Aside from my cousin Skyler, and her daughter, Estella, Alex had been the only family that I had since losing my mother. Well, my nanny too, but she didn’t count. Alex was at her funeral and had honored his promise to always look out for me. When my mother made him make that promise, of course I was a reckless teen, and she wanted all eyes on me when her eyes couldn’t be. Alex took it to heart and had been keeping an eye on me since she passed away, giving me that fatherly love that I often missed. When I moved out the neighborhood after my mother passed, he still kept in touch and made sure to see me twice a month.
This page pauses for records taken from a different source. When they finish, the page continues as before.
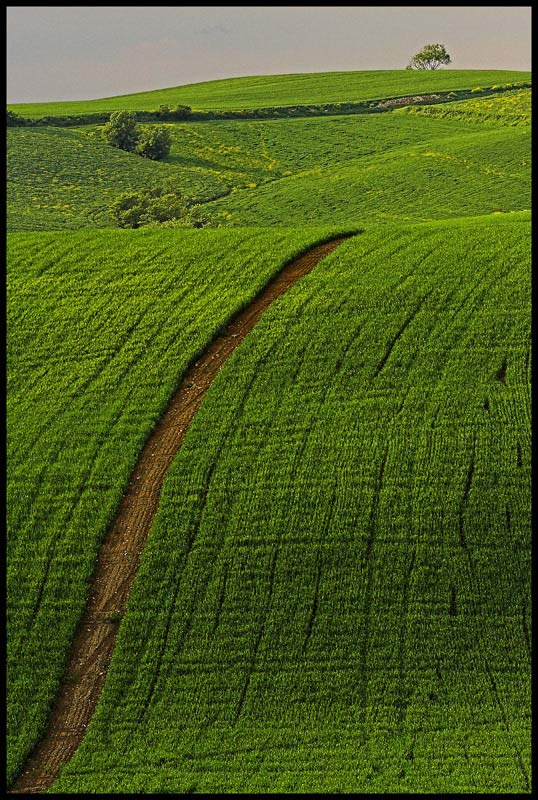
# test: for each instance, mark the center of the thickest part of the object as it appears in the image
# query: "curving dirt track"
(119, 556)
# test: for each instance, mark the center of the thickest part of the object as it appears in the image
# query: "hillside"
(284, 90)
(335, 593)
(340, 561)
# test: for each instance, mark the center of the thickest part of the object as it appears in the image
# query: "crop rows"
(101, 326)
(507, 109)
(335, 593)
(283, 90)
(472, 172)
(278, 172)
(61, 179)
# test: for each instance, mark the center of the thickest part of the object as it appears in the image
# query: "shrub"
(154, 142)
(157, 205)
(15, 119)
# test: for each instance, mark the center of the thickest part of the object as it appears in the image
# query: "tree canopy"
(430, 57)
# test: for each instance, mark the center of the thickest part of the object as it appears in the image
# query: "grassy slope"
(471, 172)
(335, 594)
(61, 179)
(491, 165)
(510, 108)
(285, 171)
(101, 327)
(284, 90)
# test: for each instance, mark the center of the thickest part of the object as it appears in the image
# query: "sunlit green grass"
(508, 108)
(101, 326)
(335, 593)
(284, 90)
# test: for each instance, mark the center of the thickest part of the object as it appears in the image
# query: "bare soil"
(92, 647)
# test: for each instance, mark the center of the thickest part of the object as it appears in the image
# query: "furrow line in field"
(117, 564)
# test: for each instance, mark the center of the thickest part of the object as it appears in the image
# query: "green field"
(101, 325)
(283, 90)
(509, 108)
(278, 172)
(340, 563)
(334, 596)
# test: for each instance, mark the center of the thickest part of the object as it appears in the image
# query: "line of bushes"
(185, 113)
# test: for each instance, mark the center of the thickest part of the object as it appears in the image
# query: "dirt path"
(119, 556)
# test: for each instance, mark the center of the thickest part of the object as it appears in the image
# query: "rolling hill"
(335, 593)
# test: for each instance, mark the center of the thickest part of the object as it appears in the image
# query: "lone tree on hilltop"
(430, 57)
(121, 131)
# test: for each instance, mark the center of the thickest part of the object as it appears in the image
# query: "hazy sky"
(69, 53)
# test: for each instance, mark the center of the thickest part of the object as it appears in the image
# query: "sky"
(82, 53)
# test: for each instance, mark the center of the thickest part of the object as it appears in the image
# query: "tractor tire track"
(117, 563)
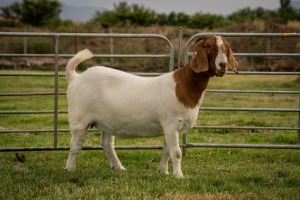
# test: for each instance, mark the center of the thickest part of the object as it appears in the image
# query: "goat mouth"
(220, 73)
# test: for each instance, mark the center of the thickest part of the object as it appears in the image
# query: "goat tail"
(76, 60)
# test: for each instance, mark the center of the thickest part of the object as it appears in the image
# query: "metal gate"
(186, 144)
(56, 55)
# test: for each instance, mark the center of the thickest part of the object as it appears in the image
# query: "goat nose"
(223, 65)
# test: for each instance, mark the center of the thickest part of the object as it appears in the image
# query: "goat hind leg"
(107, 143)
(76, 143)
(172, 142)
(163, 166)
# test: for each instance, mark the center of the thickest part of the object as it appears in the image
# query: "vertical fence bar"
(299, 122)
(179, 47)
(56, 92)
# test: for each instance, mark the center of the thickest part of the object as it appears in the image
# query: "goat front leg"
(172, 142)
(77, 139)
(107, 143)
(163, 166)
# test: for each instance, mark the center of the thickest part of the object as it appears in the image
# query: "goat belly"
(132, 129)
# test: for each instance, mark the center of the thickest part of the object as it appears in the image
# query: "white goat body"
(124, 105)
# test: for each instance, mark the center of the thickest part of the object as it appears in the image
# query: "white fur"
(221, 57)
(125, 105)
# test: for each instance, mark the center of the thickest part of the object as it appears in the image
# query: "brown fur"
(192, 79)
(190, 85)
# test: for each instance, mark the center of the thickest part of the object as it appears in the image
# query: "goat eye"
(207, 46)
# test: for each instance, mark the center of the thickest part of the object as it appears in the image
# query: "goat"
(124, 105)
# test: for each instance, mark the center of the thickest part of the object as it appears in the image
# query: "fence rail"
(55, 112)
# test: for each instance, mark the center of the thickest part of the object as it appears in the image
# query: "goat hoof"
(119, 168)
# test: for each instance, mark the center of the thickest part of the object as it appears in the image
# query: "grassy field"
(210, 173)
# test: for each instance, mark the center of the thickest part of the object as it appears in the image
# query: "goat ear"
(199, 61)
(232, 63)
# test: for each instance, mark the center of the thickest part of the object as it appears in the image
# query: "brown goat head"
(213, 55)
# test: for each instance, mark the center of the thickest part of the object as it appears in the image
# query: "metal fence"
(187, 53)
(170, 55)
(56, 55)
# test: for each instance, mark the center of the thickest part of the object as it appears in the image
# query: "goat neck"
(190, 86)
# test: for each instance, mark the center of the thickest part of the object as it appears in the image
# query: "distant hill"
(69, 12)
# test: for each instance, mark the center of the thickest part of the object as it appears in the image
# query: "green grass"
(210, 173)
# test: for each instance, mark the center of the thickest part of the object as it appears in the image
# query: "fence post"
(299, 122)
(56, 92)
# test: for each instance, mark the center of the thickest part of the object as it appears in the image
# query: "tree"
(33, 12)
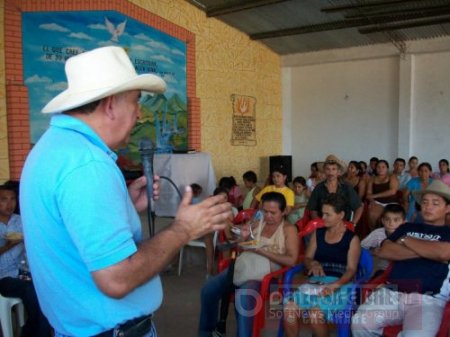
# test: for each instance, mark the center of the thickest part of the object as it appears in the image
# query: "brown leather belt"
(136, 327)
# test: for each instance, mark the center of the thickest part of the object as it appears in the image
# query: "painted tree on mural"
(49, 38)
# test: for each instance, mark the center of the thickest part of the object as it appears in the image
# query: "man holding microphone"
(93, 272)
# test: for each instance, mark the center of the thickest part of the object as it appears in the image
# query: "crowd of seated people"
(380, 198)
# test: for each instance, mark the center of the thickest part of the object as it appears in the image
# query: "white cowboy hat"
(436, 187)
(100, 73)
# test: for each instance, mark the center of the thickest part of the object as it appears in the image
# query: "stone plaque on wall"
(244, 120)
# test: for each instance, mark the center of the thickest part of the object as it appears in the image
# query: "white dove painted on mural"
(115, 31)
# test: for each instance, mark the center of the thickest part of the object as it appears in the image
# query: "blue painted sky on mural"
(49, 38)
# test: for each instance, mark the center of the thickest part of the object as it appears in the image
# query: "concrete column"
(406, 107)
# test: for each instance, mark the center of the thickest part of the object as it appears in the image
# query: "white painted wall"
(363, 102)
(431, 108)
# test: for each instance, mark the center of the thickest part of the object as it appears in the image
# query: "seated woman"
(354, 176)
(381, 190)
(279, 178)
(315, 177)
(278, 247)
(331, 260)
(414, 184)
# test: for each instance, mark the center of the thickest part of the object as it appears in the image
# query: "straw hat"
(436, 187)
(332, 159)
(100, 73)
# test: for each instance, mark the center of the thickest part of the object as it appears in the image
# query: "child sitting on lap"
(392, 217)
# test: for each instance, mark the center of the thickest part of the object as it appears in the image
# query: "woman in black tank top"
(331, 260)
(381, 190)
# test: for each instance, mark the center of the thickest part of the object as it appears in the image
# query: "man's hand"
(328, 289)
(138, 192)
(316, 269)
(194, 221)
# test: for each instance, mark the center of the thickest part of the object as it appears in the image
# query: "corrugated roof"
(297, 26)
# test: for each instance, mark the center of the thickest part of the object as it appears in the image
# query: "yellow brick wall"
(4, 162)
(227, 63)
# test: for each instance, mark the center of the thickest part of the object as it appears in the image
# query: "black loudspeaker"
(283, 161)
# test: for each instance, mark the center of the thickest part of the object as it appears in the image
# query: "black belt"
(137, 327)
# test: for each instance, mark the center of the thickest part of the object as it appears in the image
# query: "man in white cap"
(93, 273)
(417, 288)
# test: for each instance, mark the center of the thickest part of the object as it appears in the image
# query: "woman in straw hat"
(334, 168)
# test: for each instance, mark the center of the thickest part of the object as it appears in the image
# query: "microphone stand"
(147, 153)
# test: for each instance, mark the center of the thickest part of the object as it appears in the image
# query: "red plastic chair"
(278, 276)
(394, 330)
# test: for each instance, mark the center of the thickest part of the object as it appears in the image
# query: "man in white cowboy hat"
(418, 286)
(92, 271)
(334, 168)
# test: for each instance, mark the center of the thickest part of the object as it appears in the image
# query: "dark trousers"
(36, 324)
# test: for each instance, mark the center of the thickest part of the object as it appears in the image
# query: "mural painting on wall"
(49, 38)
(244, 120)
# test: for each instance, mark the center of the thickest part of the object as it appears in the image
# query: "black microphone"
(147, 152)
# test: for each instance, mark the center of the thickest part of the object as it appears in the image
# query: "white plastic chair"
(6, 305)
(195, 243)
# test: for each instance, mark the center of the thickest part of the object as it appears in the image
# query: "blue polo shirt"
(78, 218)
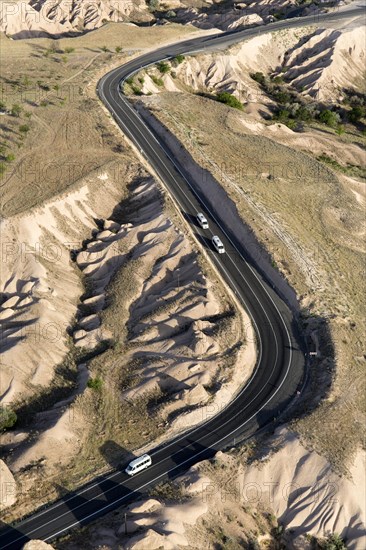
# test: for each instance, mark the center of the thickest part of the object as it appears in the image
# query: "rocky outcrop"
(8, 492)
(31, 18)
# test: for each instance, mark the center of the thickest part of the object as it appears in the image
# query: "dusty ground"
(59, 109)
(93, 265)
(308, 217)
(26, 19)
(288, 211)
(245, 498)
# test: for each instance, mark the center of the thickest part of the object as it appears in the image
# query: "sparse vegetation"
(178, 59)
(163, 67)
(95, 383)
(8, 418)
(229, 99)
(158, 81)
(332, 542)
(169, 492)
(16, 110)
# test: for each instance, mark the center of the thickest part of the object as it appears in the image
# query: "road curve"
(280, 365)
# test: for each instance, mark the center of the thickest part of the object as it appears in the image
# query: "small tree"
(356, 113)
(333, 542)
(24, 128)
(163, 67)
(55, 47)
(229, 99)
(95, 383)
(8, 418)
(330, 118)
(179, 58)
(16, 110)
(258, 77)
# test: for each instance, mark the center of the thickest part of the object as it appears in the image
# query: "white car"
(216, 241)
(202, 220)
(138, 464)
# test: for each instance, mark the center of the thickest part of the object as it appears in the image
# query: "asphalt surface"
(279, 372)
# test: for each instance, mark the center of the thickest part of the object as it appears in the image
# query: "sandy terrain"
(252, 494)
(327, 209)
(169, 308)
(31, 18)
(317, 62)
(147, 294)
(46, 329)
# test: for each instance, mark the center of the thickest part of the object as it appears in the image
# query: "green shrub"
(24, 128)
(136, 90)
(258, 77)
(357, 113)
(163, 67)
(16, 110)
(158, 81)
(95, 383)
(179, 58)
(330, 118)
(333, 542)
(8, 418)
(229, 99)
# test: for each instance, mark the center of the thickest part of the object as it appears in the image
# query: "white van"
(138, 464)
(202, 220)
(216, 241)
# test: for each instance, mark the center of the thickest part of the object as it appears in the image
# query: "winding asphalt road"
(279, 370)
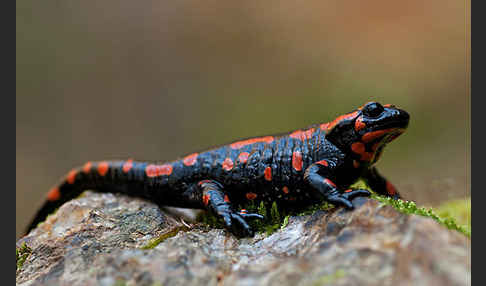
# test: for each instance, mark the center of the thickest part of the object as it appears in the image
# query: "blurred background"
(162, 79)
I could count on him and his wife to swing by my apartment in the Bronx with food for me. They had welcomed me as their family, so they worried about me at times. Alex knew how my mother was, and how much she kept an eye on me, and he wanted to honor the promise he made to her. When my cousin’s boyfriend – that wasn’t her boyfriend – told her that he wanted to move her out of the Bronx and into a new apartment, I convinced Skyler to move to my old neighborhood.

Mario was gone before my mother’s coffin could become comfy in the ground. He said I had too much going on and he didn’t know how to help me through whatever I was going through. Guess I should be grateful that he was honest with me, and didn’t continue to string me along. I guess that was the sign I was looking for from mama all along.

I should have known the minute I rushed into work late that there was going to be some drama going on. There was always some kind of drama that brewed in Cindy’s shop. Despite all the drama, the shop was always packed out and always moving right along.

It had been a little over a year since I started renting a booth as a nail tech in Cindy’s shop. The booth rent was fairly cheap for this part of Brooklyn, and I enjoyed being around people. I’ve always taken clients in my apartment on the side.

After booking a client that clearly saw me with her man, I decided to stop giving my address out and rent a public space with lots of witnesses around. That was the last time I ever booked another client in my home, and the last time I ever spoke to that man.

How was I supposed to know he had a girlfriend who was pregnant? On our date he told me that he was single. With how big her stomach was, and how tightly balled her fists were, I could tell that she got down and would beat my ass. The baby would probably get a few licks in on me, too.

Cindy was sweet and she always looked out for me when I was late with my booth rent. She never made me feel like shit when I came late handing her money. She had to be in her early forties with a thick coke bottle shape, small waist, and a short pixie haircut.